Do the math. Twice the number of jobs, half the gross. That means the "tourism" jobs pay a whacking one FOURTH of what the oil patch jobs do.
Now, which job would you rather have? Actually, I'd rather have both available.
For decades, there has been a Grand Alliance between the ranchers and the energy boys, against the common foe of greenie weenies and librals. (Never mind that ranchers and oilmen alike feed heartedly at the federal subsidy trough.)

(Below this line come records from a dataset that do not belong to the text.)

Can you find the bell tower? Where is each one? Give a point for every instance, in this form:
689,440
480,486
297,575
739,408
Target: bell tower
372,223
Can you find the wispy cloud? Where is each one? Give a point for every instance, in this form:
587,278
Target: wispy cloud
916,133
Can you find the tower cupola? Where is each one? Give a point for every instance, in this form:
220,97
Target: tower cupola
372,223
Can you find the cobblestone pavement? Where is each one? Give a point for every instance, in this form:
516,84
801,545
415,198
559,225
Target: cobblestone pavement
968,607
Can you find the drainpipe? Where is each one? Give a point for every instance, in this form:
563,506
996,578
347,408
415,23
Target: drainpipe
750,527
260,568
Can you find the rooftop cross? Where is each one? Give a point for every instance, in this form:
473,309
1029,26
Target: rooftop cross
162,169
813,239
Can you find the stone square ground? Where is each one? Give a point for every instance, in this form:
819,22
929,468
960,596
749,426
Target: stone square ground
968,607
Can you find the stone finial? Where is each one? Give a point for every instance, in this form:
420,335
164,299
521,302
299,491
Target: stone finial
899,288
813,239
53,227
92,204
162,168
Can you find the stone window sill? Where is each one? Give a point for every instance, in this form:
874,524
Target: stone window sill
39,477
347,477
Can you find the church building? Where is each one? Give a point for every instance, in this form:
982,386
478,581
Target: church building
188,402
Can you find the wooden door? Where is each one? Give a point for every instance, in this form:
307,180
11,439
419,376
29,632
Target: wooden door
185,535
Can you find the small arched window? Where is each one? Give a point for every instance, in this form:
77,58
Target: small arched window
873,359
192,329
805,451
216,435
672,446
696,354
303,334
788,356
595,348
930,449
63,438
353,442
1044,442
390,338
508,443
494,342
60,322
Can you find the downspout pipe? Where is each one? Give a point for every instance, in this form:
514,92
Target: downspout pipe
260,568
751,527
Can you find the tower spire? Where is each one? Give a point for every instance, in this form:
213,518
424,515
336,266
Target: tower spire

That alliance is coming apart at the seams, as ranchers get run over by the energy juggernaut -- especially where coal-bed methane is concerned. The energy boys want nothing to do with the salt-laden waters pumped out to release the methane in the coal beds beneath the Powder River country. They're externalizing the damage and the costs to their ol' buddies, who've seen pastures ruined. More and more ranchers are realizing that their erstwhile friends and allies are really hit 'n run pirates intent on maximizing profits, minimizing expenses and to heck with long-range consequences on wildlife, the land and the ag economy (energy concern about the environment is 90 percent PR blather).